Before you even start saving for your goals, purchasing a health insurance plan is suggested by financial planners.
The last date for tax saving for the financial year 2021-22 is March 31, 2022. In order to save tax, if you have already exhausted the limit of Rs 1.5 lakh available under section 80C, you may consider tax savings under Section 80D. Under Section 80D, the premium paid into a health insurance plan, up to a certain age-based limit, will give you the tax benefit, which exceeds the Section 80C limit. You can save up to Rs 1 lakh in income tax by buying a health insurance plan if you and your parents are over 60 i.e. elderly. There are also exclusive health insurance plans for the elderly.
The tax advantage which you may receive on the premium paid for any type of health insurance policy falls under Section 80D of the Income Tax Act 1961. The maximum tax benefit is capped at Rs 25,000 or Rs 50,000, however, the actual tax benefit will depend on your age. So, if you are over a certain age, the total deduction you can avail is Rs 1 lakh.
“The health insurance premium can be claimed as a tax deduction up to Rs 25,000 for persons under 60 and up to Rs 50,000 for persons aged 60 and over. This means that if you are under 60 years old and want to buy health insurance for yourself and your parents (at least 60 years old), the total tax benefit can be used up to Rs 75,000. If you and your parents are aged 60 and over, the maximum deduction that can be used is Rs 1,00,000,” says Pankaj Arora, MD and CEO, Raheja QBE General Insurance Company. The premium paid will bring your total gross income by an equal amount, thus reducing your tax liability.
Before you even start saving for your goals, purchasing a health insurance plan is suggested by most financial planners. Any serious illness or even any casualty requiring hospitalization for a few days can lead to a hospital bill of several thousand dollars. A health insurance plan costs a fraction of the cost for an insured sum (coverage) that the insurer agrees to pay to the hospital. After purchasing health coverage for adequate coverage, it may not be necessary to dip into existing savings or borrow from friends or relatives.
“The Covid-19 outbreak has highlighted the stressful financial burden of treatment, hospitalizations and medical costs that adequate insurance cover provides in these uncertain times. Not just Covid-19, health cover guarantees you not having to compromise your savings to meet rising medical costs due to illness, so a health insurance plan with adequate coverage is essential for the whole family,” says Arora.

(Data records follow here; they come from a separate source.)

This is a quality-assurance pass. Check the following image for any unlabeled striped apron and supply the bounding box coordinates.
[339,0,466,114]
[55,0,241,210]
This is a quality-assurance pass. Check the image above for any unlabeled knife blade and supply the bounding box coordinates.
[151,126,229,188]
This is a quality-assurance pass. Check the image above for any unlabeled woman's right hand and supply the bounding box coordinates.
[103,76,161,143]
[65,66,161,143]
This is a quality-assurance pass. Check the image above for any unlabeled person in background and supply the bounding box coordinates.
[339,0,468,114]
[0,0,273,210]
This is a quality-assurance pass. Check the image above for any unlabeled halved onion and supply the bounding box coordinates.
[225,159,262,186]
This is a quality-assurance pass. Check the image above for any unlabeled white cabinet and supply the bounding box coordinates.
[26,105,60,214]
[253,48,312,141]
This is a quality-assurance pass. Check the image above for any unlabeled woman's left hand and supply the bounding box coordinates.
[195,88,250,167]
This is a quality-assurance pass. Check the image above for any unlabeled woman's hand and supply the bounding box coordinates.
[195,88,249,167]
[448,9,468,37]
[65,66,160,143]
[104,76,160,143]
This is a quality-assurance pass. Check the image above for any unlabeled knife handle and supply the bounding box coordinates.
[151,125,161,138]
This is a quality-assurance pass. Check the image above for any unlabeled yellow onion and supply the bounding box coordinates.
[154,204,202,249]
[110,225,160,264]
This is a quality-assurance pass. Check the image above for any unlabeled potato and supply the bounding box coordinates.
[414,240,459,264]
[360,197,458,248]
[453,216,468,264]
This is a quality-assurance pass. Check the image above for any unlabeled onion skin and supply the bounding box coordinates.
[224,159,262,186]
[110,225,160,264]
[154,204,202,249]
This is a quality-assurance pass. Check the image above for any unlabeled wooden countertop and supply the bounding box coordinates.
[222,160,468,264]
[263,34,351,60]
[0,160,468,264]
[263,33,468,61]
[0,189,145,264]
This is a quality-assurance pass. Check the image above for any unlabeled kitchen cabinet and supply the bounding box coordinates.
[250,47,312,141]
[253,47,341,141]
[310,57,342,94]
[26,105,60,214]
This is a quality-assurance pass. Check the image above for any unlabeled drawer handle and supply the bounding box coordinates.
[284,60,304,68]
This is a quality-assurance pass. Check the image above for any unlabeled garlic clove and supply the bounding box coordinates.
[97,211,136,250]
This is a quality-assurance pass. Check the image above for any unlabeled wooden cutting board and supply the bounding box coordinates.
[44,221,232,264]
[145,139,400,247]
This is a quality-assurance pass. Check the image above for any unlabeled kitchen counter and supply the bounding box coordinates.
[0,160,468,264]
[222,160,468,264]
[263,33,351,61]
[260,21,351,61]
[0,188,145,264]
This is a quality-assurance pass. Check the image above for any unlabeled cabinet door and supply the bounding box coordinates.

Section 80D tax benefit is available on all health coverage plans such as individual or Mediclaim plans, Family Floater plan, critical illness plans, life insurance plan health riders and even others variants of health insurance.
The tax benefit is only an ancillary benefit that accompanies health coverage. It is always best to purchase adequate coverage for yourself and all family members to cover hospital bills at the time of hospitalization.